The GEN II BDU is configured for wear on the battlefield and issued at the unit as TA-50 to be worn only in a field environment. It will last thirty days under combat conditions. The GEN II BDU must be abrasion resistant, fire retardant, wind proof, hydrophobic (water hating), permeable to allow sweat vapor to escape, treated to retard the growth of odor causing bacteria, and incorporate anti-IR coating. Unlike the present BDU, it’s compatible with insulating underlayers as well as outer layers such as ECWCS. The material features a reversible camouflage pattern so that one uniform is functional in several theaters. Twice in the last four years American Soldiers have deployed to the middle east wearing woodland BDUs which provided no camouflage in that region. Had their uniforms been reversible they would have arrived better prepared to fight. The GEN II BDU jacket is designed to interface with other CIE items. In lieu of the front opening found on the current BDU, the GEN II BDU has covered slide fasteners that begin at the bottom hem and go up under the arm to form pit zips for ventilation. The side zips will interface with the ECWCS parka as well as Ranger Body Armor(RBA). The jacket’s two chest pockets are accessible while in the prone. A lack of lower pockets enables the jacket to be tucked in for rappelling or parachuting. The jacket has waterproof/breathable elbow panels which serve as pockets for removable padding to be used for FIBUA, parachuting, or long periods in the prone. Each sleeve has a forward slanting pocket capable of holding one 30 rd M-16 magazine. These will be the only pockets readily accessible while wearing armor. The jacket’s standup collar incorporates a hide away hood which will protect the wearer’s head and neck from the elements as well as flashburns.

The trousers resemble the present field pants with several modifications. The are no rear pockets and the seat features a waterproof/breathable panel. Waterproof/Breathable panels are also found on the knees which accept removable padding. Trouser legs feature covered overboot zippers presently found on the CPOG to facilitate rapid donning and doffing. The legs will also interface with a waterproof/breathable gaiter to keep water from entering the tops of boots.
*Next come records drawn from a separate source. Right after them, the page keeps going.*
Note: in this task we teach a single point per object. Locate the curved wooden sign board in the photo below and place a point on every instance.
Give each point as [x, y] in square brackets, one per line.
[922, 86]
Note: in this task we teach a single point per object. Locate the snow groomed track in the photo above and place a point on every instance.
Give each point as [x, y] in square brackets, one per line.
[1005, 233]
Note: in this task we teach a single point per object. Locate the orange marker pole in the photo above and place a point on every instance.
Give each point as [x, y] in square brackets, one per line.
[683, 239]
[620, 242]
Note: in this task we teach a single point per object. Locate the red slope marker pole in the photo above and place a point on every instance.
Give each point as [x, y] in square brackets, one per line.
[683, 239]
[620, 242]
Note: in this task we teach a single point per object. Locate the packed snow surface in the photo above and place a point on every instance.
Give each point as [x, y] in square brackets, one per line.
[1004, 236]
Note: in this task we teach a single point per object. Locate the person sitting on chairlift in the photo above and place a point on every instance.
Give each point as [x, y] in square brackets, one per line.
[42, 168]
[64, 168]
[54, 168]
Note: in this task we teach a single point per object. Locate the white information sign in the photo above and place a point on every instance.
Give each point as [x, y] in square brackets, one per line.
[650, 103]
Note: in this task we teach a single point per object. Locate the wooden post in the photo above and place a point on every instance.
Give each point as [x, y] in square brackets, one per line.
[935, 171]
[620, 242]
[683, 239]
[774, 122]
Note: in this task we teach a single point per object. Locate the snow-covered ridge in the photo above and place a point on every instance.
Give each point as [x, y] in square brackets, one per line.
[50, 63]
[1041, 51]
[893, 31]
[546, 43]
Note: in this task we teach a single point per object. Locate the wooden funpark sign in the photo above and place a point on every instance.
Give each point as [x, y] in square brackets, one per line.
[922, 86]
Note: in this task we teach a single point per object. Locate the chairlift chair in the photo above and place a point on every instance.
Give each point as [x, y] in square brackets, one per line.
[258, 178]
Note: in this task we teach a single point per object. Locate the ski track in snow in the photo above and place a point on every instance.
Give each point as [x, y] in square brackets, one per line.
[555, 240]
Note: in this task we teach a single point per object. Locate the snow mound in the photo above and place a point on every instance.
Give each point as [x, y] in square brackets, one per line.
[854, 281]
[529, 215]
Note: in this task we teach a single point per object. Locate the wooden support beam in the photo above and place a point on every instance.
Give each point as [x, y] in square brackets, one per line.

Adoption of these two uniforms gives the Soldier an inexpensive uniform for garrison wear which projects a positive military image and a combat uniform optimized for wear on the modern battlefield. The cost savings will be felt immediately as only those Soldiers who need combat uniforms for their duties will receive them. The garrison uniform will be less expensive to manufacture than the current BDU as well as better suited to pressing which will give it a longer service life.